Komisi V DPRD Jabar Minta Pemprov Tak Sembarangan Tentukan Zona Covid-19
Terasjabar.co – Ketua Komisi V Dewan Perwakilan Rakyat Daerah (DPRD) Provinsi Jawa Barat Dadang Kurniawan mendesak pemerintah provinsi (Pemprov) untuk mengubah kebijakan, dalam menentukan zona terkait pandemi Covid-19.
Dia mengatakan, penentuan status wilayah berupa zona merah, kuning, hijau dan hitam, yang didasari setelah adanya pemeriksaan swab dan rapid tidak adil. Sebab pemeriksaan yang menjadi tolok ukur, tidak dilakukan secara merata di tiap daerah. Akibatnya, wilayah yang tidak disertakan dalam pemeriksaan serta merta dianggap zona hijau.
Dikhawatirkan hal tersebut kata Dadang, membuat masyarakat menjadi acuh tak acuh dalam mengikuti protokol kesehatan yang diterapkan. Lantaran beranggapan bahwa daerahnya aman, karena dinyatakan oleh pemerintah berada di zona hijau. Dia berharap, ada evaluasi dalam penentuan zona tersebut dalam upaya menekan penyebaran Covid-19.
“Dari hasil studi banding kami beberapa waktu lalu di Semarang, Jawa Tengah. Fokus penanganan Covid disana, pertama adalah tentang penentuan status wilayah. Mereka yang dulunya sempat di urutan pertama paling banyak korban, akhirnya bisa berkurang karena tahapan pemeriksaan yang mereka lakukan. Ini bisa jadi bahan evaluasi kita bersama, tentang penentuan wilayah. Intinya, indikatornya apa?,” ujar Dadang.
“Di kita ini, penentuan zona. Seperti zona merah, apabila ada kasus yang ditemukan setelah dilakukan pemeriksaan. Terus untuk wilayah yang tidak tersentuh pemeriksaan, dianggap tidak ada kasus dan masuk ke zona hijau. Itu kan tidak adil. Dasar penentuan zona harus jelas. Apa benar karena enggak ada kasus? Kalau tidak di tes, diperiksa. Ya tidak akan ditemukan kasus. Harusnya pemeriksaan dilakukan merata. Jadi biar jelas, mana yang merah dan hijau. Kalau seperti sekarang ini, ya akhirnya karena tidak ada pemeriksaan dan dianggap zona hijau. Masyarakatnya takutnya jadi cuek. Ini harus di evaluasi,” imbuhnya.
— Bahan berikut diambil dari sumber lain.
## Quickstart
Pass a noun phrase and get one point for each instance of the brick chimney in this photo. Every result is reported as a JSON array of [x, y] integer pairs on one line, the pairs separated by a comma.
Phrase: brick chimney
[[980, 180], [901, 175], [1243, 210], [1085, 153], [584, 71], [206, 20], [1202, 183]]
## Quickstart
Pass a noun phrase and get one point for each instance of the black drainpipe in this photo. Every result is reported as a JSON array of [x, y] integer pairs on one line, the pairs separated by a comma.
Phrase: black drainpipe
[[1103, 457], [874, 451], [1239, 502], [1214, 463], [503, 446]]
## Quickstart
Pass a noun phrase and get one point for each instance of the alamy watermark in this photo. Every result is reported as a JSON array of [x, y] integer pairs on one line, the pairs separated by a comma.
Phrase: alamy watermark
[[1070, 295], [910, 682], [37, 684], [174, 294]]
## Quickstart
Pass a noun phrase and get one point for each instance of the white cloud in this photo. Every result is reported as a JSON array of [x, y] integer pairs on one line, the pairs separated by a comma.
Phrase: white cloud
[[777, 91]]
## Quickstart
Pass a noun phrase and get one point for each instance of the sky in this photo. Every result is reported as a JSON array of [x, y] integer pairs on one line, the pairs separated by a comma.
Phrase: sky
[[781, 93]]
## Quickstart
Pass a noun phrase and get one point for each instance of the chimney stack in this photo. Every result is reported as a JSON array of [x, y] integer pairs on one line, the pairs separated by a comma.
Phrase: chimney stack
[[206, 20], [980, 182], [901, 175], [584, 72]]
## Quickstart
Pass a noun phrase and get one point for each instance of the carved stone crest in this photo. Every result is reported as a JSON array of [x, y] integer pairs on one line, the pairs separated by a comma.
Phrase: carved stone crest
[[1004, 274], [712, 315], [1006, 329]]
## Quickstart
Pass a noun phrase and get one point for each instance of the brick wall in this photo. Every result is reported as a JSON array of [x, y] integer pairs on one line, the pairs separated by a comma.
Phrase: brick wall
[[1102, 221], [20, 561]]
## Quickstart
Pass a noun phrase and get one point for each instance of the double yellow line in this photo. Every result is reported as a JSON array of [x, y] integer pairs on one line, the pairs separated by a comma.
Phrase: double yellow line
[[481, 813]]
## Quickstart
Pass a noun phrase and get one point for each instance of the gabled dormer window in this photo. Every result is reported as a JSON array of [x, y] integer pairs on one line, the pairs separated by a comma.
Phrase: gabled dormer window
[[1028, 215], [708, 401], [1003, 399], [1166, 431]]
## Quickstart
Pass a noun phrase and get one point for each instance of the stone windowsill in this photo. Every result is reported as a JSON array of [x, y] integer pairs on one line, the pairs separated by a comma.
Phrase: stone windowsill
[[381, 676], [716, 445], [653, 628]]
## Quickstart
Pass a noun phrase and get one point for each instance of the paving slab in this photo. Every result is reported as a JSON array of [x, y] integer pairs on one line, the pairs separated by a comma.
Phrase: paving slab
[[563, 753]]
Selain itu, Dadang menilai juga perlu ada uji tes pemeriksaan pembanding untuk memastikan apakah masyarakat yang diuji sebelumnya benar terpapar Covid-19 atau tidak. Mengingat sejauh ini, kata dia masih sering terjadi perbedaan hasil antara alat yang disediakan oleh Dinas Kesehatan Provinsi Jawa Barat dengan alat dari perusahaan medis swasta.
“Kemudian soal alat uji. Harus ada alat tes pembanding. Ini juga jadi persoalan. Jangan seperti yang sering terjadi. Salah satu contohnya waktu di DPRD. Ada yang dinyatakan positif tetapi setelah cek di luar negatif. Menurut saya harus ada dari independen atau swasta yang mampu mengimbangi alat dari Dinkes. Sebagai pembanding keakuratannya,” lanjut Dadang.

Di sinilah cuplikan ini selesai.